Get With The Program

Get With The Program

Mozart’s 250th birthday celebration throws more “fair and balanced” programming out the window.

Written By

Colin Holter

I wanted to wait until the Mozart 250th birthday hysteria died down before addressing this recent milestone in my column because it seems like an irrationally touchy subject. For instance, someone posted a fawning paragraph in tribute to Mozart on one of the bulletin boards in the University of Illinois music building; in the margin, someone else, presumably a composer, had scribbled an irate rejoinder challenging the original poster’s unquestioning advocacy of W. A.

This is hardly the only example of tempers flaring at the mention of Mozart’s anniversary. Between rapturous paeans to the master’s craft and bitter denunciations of his shallow predictability, everyone seems to have a strong opinion. I admit that I was caught up in the hurricane of emotion as well: I posted a statement on my personal blog to the effect that we should all just forget Mozart for one day out of the year. I suggested that we call it Salieri Day, as in “we went down to Charlottesville and spent Salieri Day with the in-laws.”

Looking back, though, what’s the big deal? Of course Mozart is great. So is air, love, and sushi. Tell me something I don’t know.

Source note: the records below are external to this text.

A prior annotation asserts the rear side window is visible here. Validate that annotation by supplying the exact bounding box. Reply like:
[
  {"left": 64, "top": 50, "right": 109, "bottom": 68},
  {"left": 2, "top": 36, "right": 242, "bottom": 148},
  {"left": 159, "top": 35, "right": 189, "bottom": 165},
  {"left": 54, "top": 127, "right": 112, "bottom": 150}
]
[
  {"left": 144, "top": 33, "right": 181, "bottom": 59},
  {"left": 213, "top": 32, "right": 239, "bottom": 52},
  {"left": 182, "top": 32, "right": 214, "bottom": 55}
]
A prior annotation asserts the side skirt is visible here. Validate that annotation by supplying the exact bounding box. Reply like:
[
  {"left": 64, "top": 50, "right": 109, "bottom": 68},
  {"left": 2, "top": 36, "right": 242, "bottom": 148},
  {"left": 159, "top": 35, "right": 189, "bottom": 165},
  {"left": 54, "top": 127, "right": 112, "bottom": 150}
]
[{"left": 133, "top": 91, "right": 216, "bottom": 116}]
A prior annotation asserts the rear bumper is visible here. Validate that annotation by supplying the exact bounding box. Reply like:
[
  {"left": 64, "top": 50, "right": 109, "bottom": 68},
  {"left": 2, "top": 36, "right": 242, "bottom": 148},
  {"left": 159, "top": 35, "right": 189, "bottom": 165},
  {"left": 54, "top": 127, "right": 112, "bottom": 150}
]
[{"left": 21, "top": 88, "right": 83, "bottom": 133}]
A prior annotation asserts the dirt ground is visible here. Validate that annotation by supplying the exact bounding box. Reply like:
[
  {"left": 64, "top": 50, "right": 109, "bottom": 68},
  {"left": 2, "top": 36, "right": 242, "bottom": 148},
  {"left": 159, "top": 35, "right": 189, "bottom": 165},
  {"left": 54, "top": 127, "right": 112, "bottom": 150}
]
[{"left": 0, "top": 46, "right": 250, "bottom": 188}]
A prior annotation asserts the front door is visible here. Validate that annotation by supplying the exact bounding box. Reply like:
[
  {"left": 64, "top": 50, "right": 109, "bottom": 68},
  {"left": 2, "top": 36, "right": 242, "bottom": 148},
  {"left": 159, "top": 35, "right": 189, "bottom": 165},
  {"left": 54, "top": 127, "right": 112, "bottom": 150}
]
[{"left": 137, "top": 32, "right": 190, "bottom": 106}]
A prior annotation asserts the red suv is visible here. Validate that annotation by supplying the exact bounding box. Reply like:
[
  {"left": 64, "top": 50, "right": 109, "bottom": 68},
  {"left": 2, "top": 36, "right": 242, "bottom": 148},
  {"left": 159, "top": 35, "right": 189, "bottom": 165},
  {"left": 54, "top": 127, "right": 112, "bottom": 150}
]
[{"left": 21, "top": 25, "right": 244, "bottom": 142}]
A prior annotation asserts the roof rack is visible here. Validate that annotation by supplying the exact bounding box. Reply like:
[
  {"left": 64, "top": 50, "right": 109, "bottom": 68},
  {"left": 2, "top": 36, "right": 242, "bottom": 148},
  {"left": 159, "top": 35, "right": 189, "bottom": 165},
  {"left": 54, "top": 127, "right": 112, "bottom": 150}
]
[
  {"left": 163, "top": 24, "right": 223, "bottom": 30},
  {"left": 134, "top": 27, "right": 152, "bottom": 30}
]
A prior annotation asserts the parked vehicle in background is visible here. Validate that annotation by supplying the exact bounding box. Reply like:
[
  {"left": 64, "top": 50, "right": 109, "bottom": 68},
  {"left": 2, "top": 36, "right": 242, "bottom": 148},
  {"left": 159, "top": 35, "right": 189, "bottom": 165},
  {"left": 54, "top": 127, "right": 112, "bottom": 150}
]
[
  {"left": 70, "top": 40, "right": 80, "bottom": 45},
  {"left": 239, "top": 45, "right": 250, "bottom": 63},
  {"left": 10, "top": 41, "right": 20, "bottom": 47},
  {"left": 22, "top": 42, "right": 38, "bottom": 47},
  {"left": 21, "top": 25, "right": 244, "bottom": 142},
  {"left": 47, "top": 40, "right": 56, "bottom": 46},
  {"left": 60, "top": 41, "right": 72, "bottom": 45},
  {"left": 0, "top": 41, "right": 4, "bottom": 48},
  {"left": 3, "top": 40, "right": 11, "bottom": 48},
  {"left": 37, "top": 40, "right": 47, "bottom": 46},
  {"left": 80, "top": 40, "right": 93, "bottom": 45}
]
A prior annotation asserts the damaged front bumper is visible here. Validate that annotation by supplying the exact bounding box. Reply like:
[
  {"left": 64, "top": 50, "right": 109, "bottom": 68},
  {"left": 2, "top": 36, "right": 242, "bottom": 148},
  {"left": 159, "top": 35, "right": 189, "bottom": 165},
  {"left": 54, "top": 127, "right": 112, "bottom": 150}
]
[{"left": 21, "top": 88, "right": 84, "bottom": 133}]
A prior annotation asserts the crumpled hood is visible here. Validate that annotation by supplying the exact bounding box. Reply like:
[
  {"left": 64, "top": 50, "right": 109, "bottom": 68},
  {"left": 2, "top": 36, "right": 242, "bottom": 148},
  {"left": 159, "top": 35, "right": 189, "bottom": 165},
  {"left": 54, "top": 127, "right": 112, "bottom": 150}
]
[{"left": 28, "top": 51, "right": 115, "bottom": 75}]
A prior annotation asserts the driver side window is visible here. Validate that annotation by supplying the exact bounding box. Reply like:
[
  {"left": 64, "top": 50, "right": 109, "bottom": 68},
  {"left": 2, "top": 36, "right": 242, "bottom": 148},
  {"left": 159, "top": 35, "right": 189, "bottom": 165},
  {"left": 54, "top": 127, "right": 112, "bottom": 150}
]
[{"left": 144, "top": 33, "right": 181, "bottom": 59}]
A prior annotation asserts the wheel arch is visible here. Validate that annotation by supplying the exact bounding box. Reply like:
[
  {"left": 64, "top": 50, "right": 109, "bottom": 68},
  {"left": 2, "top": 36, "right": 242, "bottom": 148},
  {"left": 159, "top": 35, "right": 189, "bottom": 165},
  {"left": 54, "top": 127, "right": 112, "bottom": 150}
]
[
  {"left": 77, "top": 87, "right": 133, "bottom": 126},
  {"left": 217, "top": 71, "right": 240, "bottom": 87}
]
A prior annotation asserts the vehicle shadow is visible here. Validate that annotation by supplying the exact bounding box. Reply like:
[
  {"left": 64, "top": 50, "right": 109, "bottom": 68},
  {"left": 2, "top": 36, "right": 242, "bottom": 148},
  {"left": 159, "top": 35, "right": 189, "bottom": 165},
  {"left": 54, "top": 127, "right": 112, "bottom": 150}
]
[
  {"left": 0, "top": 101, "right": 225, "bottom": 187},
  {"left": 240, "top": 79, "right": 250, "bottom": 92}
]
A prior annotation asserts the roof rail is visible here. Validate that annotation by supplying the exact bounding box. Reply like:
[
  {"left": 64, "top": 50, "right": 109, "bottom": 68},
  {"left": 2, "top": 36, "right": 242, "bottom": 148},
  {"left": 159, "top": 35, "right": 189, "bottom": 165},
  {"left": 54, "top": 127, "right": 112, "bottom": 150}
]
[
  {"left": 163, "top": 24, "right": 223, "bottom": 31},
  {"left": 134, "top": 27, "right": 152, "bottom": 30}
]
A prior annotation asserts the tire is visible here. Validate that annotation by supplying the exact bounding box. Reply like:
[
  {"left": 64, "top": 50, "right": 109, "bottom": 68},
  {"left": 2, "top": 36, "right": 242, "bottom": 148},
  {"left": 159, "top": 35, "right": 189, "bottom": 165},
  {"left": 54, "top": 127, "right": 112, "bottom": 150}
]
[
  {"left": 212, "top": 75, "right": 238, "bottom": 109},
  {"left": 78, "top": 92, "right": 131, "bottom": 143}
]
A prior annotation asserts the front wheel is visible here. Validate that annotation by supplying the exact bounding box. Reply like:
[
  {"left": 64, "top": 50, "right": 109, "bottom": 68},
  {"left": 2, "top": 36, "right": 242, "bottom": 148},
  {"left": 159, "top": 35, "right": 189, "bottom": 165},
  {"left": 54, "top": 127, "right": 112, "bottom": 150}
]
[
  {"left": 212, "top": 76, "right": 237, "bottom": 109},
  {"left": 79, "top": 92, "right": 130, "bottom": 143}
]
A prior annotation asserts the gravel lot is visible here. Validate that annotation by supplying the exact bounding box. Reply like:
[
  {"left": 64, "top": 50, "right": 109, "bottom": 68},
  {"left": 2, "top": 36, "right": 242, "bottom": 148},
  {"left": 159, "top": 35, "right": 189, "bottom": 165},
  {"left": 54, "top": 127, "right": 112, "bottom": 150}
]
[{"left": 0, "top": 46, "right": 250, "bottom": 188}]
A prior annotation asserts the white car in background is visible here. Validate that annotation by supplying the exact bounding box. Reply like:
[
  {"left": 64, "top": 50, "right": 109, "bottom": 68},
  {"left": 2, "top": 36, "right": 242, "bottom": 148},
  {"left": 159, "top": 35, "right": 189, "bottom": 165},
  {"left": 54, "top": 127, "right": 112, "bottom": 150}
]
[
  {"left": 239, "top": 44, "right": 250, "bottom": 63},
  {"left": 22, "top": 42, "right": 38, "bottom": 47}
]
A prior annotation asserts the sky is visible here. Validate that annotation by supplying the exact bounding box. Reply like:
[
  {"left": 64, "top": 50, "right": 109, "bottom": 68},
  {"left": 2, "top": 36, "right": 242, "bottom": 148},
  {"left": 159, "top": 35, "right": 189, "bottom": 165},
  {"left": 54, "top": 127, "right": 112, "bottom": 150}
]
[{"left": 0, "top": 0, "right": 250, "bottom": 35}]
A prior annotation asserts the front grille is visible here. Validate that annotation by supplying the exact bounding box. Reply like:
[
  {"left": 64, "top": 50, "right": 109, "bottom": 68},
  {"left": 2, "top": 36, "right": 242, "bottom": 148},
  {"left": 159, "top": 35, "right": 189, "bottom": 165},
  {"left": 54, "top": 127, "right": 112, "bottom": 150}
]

A huge celebration of Mozart is like a list of the greatest rock and roll bands that starts with the Beatles: They may have been the best group of all time, but it’s 2006, and the Beatles is a pretty damn boring pick for best band even if it’s true. But Mozart adoration is a relatively harmless pastime unless it begins to distort our ability to program concerts effectively…which, of course, it did.

I think it was Frank J. Oteri who observed some time ago on this very site that single-composer programs are rarely as satisfying as we feel like they should be. I recently heard an all-Brahms concert here in Champaign-Urbana, and although all of the pieces were of indisputably high quality, by the beginning of the second half I felt that I had simply heard enough Brahms for one evening. (I don’t know if a single concert-length piece like the German Requiem would have made me feel the same way, but I doubt it.)

The Oteri Principle was never more evident than around Mozart’s 250th this year. Most musicians—even composers—harbor no ill will toward Mozart or any other composer fortunate enough to receive retrospective concerts, but the fact that such a concert can attenuate the audience’s experience should be enough to foster more “fair and balanced” approaches to programming. I was unable to make it to a recent Chicago Symphony Orechestra concert that included Mozart’s Masonic Funeral Music, Augusta Read Thomas’s Astral Canticle, the Kindertotenlieder, and the Funeral March from Götterdämmerung, but it sounds like it would have been an excellent program—it even included a piece of new music, for crying out loud! In 250 years, when Mozart turns 500, let’s not go crazy. Just program one piece of his on your concerts, and don’t leave out the composers, now infants, who will be reaching their own 250th birthdays.